Taking son’s assistance to perform rites at Sabarimala temple

A Division Bench of the High Court on Wednesday adjourned to next week the hearing on a petition filed by Sabarimala Tantri Kandararu Maheswararu seeking to allow him to take the assistance of his son Kandararu Mohanararu in performing religious rites at Sabarimala.

When the petition came up before the Bench comprising Justice T.R. Ramachandran Nair and Justice K. Abraham Mathew, the counsel for the Travancore Devaswom Board (TDB) reiterated that all aspects of the issue had already been considered and the TDB had rejected the plea of the Tantri. TDB had taken the stand that the Tantri’s son had no adequate knowledge in Tantric rites.

The petitioner said the court had restrained his son Mohanararu from performing rituals at the temple following a criminal case registered on the basis of his son’s complaint. He had complained that he had been held hostage by a six-member gang at a flat in Kochi and was forcibly photographed with women and was being blackmailed. The gang had made off with his money and gold ornaments. Besides, the accused in the case was convicted by the court. The petitioner said his son was barred from performing the rituals only for a year and the said period was now over. So, he sought the permission of the court to take the help of his son.

Management of schools

A Division Bench held that if the management of an aided school could not select a manager, it was open to the government to take appropriate steps under the Kerala Education Rules to ensure that the school was properly managed.

The Bench comprising Justice Thottathil B. Radhakrishnan and Justice Muhamed Mustaque observed that the State government was providing financial assistance to aided schools and it was the duty of the government to take care of the affairs of the school in such a situation.

The court made the observation while passing an order on an appeal filed by the management of St. Ignatius Higher Secondary School, Kanjiramattom, Kochi.

The Bench said the interests of students and the public were of prime importance as schools got aid from the exchequer.

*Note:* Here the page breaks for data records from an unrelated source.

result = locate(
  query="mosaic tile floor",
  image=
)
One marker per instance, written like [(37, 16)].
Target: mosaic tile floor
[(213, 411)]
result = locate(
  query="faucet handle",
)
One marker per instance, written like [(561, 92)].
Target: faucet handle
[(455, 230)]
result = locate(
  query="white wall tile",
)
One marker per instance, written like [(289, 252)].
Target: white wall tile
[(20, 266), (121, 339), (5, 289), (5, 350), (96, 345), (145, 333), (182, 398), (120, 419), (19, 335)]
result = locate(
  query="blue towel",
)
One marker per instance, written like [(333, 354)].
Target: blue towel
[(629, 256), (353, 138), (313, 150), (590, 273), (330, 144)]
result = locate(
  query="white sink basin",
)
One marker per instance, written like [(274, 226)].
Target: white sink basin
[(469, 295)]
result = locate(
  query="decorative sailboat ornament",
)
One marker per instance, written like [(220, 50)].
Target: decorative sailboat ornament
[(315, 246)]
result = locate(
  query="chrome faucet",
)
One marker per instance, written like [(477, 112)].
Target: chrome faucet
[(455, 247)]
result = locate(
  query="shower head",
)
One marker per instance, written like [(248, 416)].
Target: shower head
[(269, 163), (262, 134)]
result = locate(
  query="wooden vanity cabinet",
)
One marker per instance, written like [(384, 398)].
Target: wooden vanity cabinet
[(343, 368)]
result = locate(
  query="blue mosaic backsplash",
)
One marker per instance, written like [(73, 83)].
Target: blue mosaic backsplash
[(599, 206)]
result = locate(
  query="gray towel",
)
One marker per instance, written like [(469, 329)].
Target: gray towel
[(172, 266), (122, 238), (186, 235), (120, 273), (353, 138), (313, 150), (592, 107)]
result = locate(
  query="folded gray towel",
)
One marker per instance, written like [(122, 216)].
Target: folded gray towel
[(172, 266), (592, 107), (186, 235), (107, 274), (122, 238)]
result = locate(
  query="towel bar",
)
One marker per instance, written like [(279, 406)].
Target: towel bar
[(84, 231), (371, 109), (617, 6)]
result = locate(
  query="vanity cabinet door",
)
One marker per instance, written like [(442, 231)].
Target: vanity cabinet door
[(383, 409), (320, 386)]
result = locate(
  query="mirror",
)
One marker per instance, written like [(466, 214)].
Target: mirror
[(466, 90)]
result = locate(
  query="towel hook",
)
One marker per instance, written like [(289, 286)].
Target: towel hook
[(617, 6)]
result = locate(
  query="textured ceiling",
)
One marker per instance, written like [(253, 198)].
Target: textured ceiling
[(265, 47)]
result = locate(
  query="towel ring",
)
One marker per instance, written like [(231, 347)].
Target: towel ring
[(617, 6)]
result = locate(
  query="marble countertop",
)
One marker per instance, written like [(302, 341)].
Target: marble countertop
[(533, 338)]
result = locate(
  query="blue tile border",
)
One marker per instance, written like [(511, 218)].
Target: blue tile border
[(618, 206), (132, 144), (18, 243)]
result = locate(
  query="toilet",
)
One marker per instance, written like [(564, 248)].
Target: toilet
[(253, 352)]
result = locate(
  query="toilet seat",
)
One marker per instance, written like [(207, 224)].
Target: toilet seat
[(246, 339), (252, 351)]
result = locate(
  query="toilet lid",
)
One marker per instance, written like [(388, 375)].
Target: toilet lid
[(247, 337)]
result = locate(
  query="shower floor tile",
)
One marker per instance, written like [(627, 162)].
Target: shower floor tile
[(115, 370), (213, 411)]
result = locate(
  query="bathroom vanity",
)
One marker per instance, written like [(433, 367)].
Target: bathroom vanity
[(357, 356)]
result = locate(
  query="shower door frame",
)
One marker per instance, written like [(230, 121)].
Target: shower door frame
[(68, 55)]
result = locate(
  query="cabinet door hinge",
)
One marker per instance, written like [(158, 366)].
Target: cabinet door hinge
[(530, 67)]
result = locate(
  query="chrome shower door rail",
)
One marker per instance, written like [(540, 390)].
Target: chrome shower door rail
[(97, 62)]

If a duly called meeting could not appropriately select a manager in the terms of the approved scheme, it was high time the government did a rethink on the modalities of managing the school, the court said.

RMP leader’s case

M.P. Damodaran of Edachery, a leader of the Revolutionary Marxist Party (RMP), moved the court challenging an ‘order’ of the District Police Chief, Kozhikode rural, declaring him as a ‘known rowdy’ and thereby preventing his free movement in the Koyilandy and Vadakara taluks for one year.